Полудинской показалось, что мужественное лицо Бакунина чуть улыбнулось. «Чему?» — подумала, и захотелось заплакать.
— Марья Ивановна, видите ли, — громко проговорил Бакунин, — да, я говорил о любви, о том, что это великое таинство, но я говорил это общо, с объективной точки. Если ж вы хотите спросить меня о развитии моего личного чувства?
— Да, — резко сказала Полудинская.
Бакунин поглядел в камни площади, чуть улыбнулся.

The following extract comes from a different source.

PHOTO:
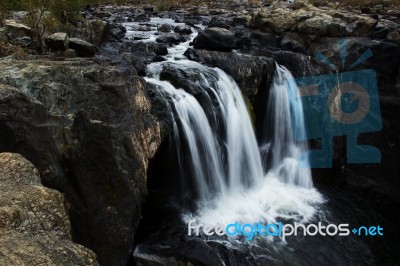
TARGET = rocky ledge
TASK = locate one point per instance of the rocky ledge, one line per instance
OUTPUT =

— Любовь? — сказал он. — Сложное это дело, Марья Ивановна. Иногда мне ведь тоже кажется, что люблю, а вглядишься, оказывается, и нет. Мало мы знакомы, наши жизни не нашли ещё то мгновение, в котором люди сознают себя и чувствуют, что друг другу родны, что составляют одну жизнь. Но я думаю, что оно для меня едва ли и возможно, не рождён я для любви, Марья Ивановна. — Бакунин поглядел весело, улыбаясь. Полудинской показалось, что Бакунин ударил её.
Они выходили на Альтмаркт, к старому ратгаузу[21].
— Ведь любовь, — говорил Бакунин, — Марья Ивановна, далеко ещё не истина и к тому ж всегда вступает в борьбу с иными элементами жизни, и тут любовь должно умерять и взнуздывать.
— Взнуздывать? Почему ж? — внезапно тихо проговорила Полудинская.
— Ну да, Марья Ивановна, дорогая вы моя, да, потому что любовь же это потребность всего-навсего второстепенная, а у человека есть потребности главные, потребности духа.
Полудинская приостановилась, как от неожиданности, и снова двинулась; Бакунин говорил громко, затягиваясь трубкой.
— Конечно, свобода человеческая! Свобода! Вот главная потребность человека! Для чего ж нам жизнь, если нет в ней полной свободы? Жизнь без свободы не нужна, да! Я за эту свободу отдам всю жизнь, я готов обязаться питаться одним чёрным хлебом да жить в лесу, только бы быть свободным.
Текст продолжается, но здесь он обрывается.